1. Field of the Invention
The present invention relates to a method for forming a semiconductor device. More particularly, the present invention relates to a method for forming a borderless contact.
2. Description of the Related Art
As the integration density of semiconductor devices increases, more circuit elements must to be packed in a unit surface area of the device substrate, and circuit elements such as interconnects are necessarily increased between MOS transistors of the IC device. In many highly integrated semiconductor devices, more than two levels of interconnecting metal layers are demanded, called multilevel metal interconnects (MLM).
In the conventional method, a landed contact with a contact window width that is less than the conductive line width is provided for preventing misalignment and to insure the connection between the contact and conductive line. The landed contact must use a larger surface area of the device substrate, so that it is difficult to enhance the integration density of semiconductor devices and the capital expenditure increases. As the integration of semiconductor devices is increased, instead of the landed contact, another conventional method for forming a borderless contact is provided. A borderless contact for which the conductive line width is substantially the same as the contact window width has been used in current semiconductor fabrication process in order to downsize the semiconductor devices. However, the over-etching due to misalignment leads to an inability of contact window to connect completely with the conductive line.

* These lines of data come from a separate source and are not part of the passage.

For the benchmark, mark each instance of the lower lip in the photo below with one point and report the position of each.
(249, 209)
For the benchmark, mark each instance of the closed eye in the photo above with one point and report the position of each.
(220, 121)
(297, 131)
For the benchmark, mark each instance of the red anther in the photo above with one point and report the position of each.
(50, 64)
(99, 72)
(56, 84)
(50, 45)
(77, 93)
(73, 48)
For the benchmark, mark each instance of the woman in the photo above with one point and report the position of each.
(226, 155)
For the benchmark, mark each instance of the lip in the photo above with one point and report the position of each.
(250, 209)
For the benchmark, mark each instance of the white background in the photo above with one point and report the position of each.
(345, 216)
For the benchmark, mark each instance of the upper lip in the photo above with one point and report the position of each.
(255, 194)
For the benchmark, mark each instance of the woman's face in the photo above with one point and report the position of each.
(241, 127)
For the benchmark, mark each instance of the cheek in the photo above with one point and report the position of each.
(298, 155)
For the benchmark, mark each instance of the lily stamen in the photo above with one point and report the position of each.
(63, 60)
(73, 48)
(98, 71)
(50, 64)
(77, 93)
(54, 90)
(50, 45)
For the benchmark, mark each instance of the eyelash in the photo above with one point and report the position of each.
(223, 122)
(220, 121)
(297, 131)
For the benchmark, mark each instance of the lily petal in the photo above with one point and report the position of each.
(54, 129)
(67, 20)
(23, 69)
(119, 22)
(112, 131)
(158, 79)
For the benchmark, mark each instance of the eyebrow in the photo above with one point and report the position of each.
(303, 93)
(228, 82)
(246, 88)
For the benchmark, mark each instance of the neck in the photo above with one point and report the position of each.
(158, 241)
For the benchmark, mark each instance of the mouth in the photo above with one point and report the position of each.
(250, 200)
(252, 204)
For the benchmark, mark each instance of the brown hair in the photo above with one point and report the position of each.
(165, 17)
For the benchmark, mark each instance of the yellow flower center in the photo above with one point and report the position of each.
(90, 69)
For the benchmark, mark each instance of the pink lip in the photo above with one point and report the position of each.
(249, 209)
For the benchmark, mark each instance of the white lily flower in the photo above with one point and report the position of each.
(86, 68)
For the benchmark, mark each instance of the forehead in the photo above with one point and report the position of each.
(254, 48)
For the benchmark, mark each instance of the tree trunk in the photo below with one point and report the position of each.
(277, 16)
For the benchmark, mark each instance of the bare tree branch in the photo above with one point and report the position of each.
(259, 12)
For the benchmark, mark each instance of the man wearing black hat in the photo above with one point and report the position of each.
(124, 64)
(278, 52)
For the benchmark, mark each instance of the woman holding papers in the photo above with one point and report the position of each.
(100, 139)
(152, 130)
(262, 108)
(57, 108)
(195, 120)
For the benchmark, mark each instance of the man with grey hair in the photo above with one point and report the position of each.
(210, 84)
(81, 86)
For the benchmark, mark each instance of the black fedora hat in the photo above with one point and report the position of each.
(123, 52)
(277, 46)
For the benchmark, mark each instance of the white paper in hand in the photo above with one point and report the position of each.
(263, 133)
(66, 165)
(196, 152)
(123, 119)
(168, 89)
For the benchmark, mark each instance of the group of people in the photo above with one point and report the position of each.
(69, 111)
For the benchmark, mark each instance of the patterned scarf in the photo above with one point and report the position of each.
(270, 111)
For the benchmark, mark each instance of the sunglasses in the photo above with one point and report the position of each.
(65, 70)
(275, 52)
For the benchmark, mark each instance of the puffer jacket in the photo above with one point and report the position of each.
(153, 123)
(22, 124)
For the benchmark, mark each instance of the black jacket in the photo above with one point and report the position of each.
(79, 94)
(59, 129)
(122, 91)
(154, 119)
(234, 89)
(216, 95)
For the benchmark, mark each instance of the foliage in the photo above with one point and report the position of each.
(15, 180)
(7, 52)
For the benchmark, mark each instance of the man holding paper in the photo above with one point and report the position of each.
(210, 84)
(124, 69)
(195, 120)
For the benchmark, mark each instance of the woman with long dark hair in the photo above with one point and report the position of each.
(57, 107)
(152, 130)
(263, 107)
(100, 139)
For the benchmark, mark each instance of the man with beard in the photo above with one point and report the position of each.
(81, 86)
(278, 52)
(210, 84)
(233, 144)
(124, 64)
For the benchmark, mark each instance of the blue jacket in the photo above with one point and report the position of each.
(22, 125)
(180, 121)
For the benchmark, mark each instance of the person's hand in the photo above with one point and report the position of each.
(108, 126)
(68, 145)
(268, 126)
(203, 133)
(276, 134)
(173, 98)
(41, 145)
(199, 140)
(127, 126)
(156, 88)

As semiconductor device integration continuously increases, device dimensions are necessarily accordingly reduced. Thus, a contact window in the device needs a more precise alignment to prevent an improper electrical coupling to the adjacent device element from occurring as a metallic material is filled into the contact window. The improper electrical coupling usually causes a short circuit in the device. For example, a contact window is desired to expose an interchangeable source/drain region but it may also expose a portion of a gate structure if a misalignment occurs. When the misalignment contact window is filled with metallic material, the interchangeable source/drain and the gate structure are improperly coupled, resulting in a short circuit. In order to enhance the process window and prevent a short circuit from occurring, a self-alignment contact technology is developed.
FIG. 1A is schematic, cross-sectional view showing a standard borderless contact. As shown in FIG. 1A, a plurality of conductive lines 102 are formed on a substrate 100, and the conductive lines 102 comprise a titanium/aluminum copper/titanium/titanium nitride multi-layer structure. The conductive lines 102 and the substrate 100 are covered by an inter-metal dielectric layer 104; the inter-metal dielectric layer 104 is made of silicon oxide. The inter-metal dielectric layer 104 covering the conductive lines 102 is removed by photolithography and etching to form a plurality of contact windows 106 and expose the conductive lines 102. A liner 108, made from titanium nitride, is formed as a diffusion barrier layer conformal to the substrate 100. Then, the contact windows 106 are filled with a conductive layer 110 made from tungsten.
FIG. 1B is schematic, cross-sectional view showing a worst case misalignment in a currently used borderless contact. As shown in FIG. 1B, a borderless contact process is performed to form a plurality of contact windows 106 that exposes only the conductive lines 102 on the substrate 100. However, once a misalignment occurs, the occurrence of over-etching due to misalignment is generated; not only the conductive lines 102 on the substrate 100 are exposed, but also the substrate 100 surface is exposed by the contact windows 106. If misalignment occurs in a conventional borderless contact process, the over-etching of contact formation etches through the inter-metal dielectric layer without obstruction. If the substrate 100 has completed the front end process before the step of forming the contact windows 106, the contact windows 106 in contact with the substrate 100 cause the resistance-capacitance (RC) of devices to increase, so that the device performance is reduced. Additionally, the occurrence of over-etching due to misalignment results in a leakage current, and therefore the yield is decreased.